As darkness fell, Steve blew into the house as a whirlwind of personality, immediately riffing into a loving argument with his partner about when to have their dinner (“I eat when I’m hungry! And I’m not hungry, blondie!”) It didn’t take long before he invited us out to his shed for a drink and a smoke. “Oh no, don’t subject them to Die Antwoord!”, Claire protested, pronouncing the name of the South African shock-hip-hop band “dye” rather than “dee”, but why would this 60-something couple know anything about Die Antwoord, much less listen to them?!

Before we knew exactly what was going on, we followed Steve outside to his lair where he cleared a bunch of crap off a couch to give us a place to sit, and handed out more Coronas from his fridge, and shared some more locally-grown produce with Rett. In this farm building that had hay and horse tack and a tractor at the other end, he began firing up his multitude of colored party lights, and got his computer driving the TV hanging from the ceiling, and the 14 speakers(!) began vibrating the steel walls and roof into a giant 15th speaker.

Rett, Steve (in the hat), and Die Antwoord (on the screen.

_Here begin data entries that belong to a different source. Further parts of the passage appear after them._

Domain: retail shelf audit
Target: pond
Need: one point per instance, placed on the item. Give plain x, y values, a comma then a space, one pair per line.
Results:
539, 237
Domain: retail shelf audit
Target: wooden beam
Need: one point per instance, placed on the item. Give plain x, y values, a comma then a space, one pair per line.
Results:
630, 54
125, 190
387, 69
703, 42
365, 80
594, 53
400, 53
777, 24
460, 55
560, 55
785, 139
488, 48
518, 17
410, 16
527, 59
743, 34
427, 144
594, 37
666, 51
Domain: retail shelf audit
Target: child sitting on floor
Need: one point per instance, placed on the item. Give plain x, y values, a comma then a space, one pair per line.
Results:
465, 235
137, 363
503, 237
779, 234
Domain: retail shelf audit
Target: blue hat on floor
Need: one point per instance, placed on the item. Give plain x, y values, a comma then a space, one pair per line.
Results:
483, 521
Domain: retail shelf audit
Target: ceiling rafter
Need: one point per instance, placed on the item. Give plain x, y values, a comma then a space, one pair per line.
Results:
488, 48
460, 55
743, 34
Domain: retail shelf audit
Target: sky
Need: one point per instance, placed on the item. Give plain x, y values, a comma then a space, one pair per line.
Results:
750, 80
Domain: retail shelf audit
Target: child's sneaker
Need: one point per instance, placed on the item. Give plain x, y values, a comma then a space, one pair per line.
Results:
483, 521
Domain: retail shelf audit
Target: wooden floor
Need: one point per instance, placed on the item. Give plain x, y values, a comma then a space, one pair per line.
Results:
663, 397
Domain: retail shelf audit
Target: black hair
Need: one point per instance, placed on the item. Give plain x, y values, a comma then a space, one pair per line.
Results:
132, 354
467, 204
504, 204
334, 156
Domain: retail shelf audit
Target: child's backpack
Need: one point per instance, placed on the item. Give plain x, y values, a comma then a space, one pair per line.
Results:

This wasn’t just an unexpected turn of events, it was unexpectable, and even more awesome for that! While Steve’s personality couldn’t have been more different than Bill-from-Hobbiton’s, he repeatedly echoed the same admiration of us and our relationship, so now (even with the Coronas and local-produce being at least partially-responsible for the compliments) I really have to believe them! “I knew you were great people right when I met you at the top of the drive”, which granted us access to one end of the Die Antwoord-horseshoe, while he said that if they get guests they don’t care for, he’ll intentionally come out on his own and play the music loud putting those opposite-people paradoxically close to us at the other end of the horseshoe. I don’t know if that was 100% true, but it sure made the online review I had read complaining (reasonably!) about the hosts playing loud music late into the night much funnier!

Neil & Rett partying at a 3-person farm-rave.